Linke will sich mit 12-Punkte-Papier für bezahlbare Mieten einsetzen

Studenten und Singles sind Zielgruppe des Q216 in der Frankfurter Allee 216. Den Mietdruck würden solche Projekte nicht nehmen, fürchtet Die Linke. (Foto: Wrobel)

Lichtenberg. Mieterbeiräte sollen gestärkt werden, energetische Sanierungen für Mieter kostenneutral sein. Auf ihrer Hauptversammlung im Oktober will Die Linke mit Akteuren des Wohnungsmarkts sprechen.
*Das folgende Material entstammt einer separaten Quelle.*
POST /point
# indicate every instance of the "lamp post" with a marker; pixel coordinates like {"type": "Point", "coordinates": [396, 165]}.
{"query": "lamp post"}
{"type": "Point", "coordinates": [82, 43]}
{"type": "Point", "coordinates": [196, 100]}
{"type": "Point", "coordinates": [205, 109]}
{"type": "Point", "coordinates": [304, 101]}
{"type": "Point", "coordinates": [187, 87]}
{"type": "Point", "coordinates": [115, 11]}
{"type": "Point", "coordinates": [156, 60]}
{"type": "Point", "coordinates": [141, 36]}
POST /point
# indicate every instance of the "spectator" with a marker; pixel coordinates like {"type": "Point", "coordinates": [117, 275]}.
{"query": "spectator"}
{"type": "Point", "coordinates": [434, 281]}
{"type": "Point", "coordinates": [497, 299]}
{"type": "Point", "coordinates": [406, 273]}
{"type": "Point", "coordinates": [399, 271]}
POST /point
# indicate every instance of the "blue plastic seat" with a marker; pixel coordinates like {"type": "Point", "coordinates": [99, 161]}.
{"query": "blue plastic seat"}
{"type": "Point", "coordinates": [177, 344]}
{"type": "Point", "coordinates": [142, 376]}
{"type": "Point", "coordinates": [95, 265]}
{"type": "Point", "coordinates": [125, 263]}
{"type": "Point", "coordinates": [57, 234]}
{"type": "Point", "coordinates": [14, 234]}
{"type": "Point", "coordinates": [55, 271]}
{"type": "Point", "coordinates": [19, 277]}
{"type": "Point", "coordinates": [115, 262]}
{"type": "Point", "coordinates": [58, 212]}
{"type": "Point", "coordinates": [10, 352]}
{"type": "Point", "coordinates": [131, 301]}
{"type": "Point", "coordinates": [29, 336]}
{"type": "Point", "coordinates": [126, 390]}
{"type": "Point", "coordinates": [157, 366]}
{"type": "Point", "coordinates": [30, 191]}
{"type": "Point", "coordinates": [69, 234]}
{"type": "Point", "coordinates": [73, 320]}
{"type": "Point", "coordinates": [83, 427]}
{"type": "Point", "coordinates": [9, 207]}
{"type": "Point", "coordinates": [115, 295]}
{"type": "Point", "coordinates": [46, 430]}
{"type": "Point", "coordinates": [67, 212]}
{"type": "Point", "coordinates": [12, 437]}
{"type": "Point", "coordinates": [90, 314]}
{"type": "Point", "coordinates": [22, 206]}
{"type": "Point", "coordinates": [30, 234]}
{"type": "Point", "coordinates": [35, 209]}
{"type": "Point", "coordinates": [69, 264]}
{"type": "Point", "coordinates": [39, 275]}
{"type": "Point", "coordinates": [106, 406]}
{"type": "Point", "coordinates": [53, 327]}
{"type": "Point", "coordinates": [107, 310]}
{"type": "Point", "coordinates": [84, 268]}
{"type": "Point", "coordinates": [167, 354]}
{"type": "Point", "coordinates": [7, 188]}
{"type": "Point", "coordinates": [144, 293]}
Gutes und bezahlbares Wohnen ist gerade in Lichtenberg möglich: Davon ist Die Linke im Bezirk überzeugt. 34 Prozent aller Mietwohnungen gehören den städtischen Wohnungsbaugesellschaften, 24 Prozent sind Genossenschaftswohnungen. "Trotzdem ist der stadtweite Verdrängungsprozess nun auch in Lichtenberg angekommen", sagt Michael Grunst, Vorstandsvorsitzender der Linken in Lichtenberg. Neubauprojekte schaffen zwar mehr Wohnraum, doch nicht für alle. Grunst: "Die Gartenstadt Karlshorst oder das Q216 in der Frankfurter Allee 216, das ist nicht die Klientel, die unter Mietdruck zu leiden hat." Solche "Prestigeobjekte" würden den Mietendruck nicht rausnehmen. "Eine Doppelstrategie ist notwendig, die neben Neubau auch den Bestand an Wohnungen berücksichtigt", erklärt wiederum die Abgeordnete Evrim Sommer. Jetzt will Die Linke in Lichtenberg das Problem offensiv angehen: Auf ihrer Hauptversammlung am 13. Oktober wird ein Papier vorgestellt, das künftige Ziele der wohnungspolitischen Arbeit formuliert.Zwölf Punkte sollen das bezahlbare Wohnen sichern. Die Linke schlägt in dem Papier unter anderem die Überarbeitung des Mietspiegelverfahrens vor, indem auch das Bezirksamt und die BVV in die Entscheidung über die Wohnlageneinstufung einzubeziehen sind. Zu den weiteren Vorschlägen gehört die Kostenneutralität für die Mieter, wenn ihr Haus energetisch saniert wird, und auch die Stärkung der Mieterbeiräte. Zudem soll das Bündnis für Wohnen in Lichtenberg gemeinsam mit dem Bezirksamt weiterentwickelt werden. Das Bündnis hatte Bürgermeister Andreas Geisel (SPD) im Frühjahr gegründet. Es setzt auf Neubauprojekte. Ihre Vorschläge will Die Linke mit verschiedenen Akteuren des Wohnungsmarkts wie der Howoge diskutieren.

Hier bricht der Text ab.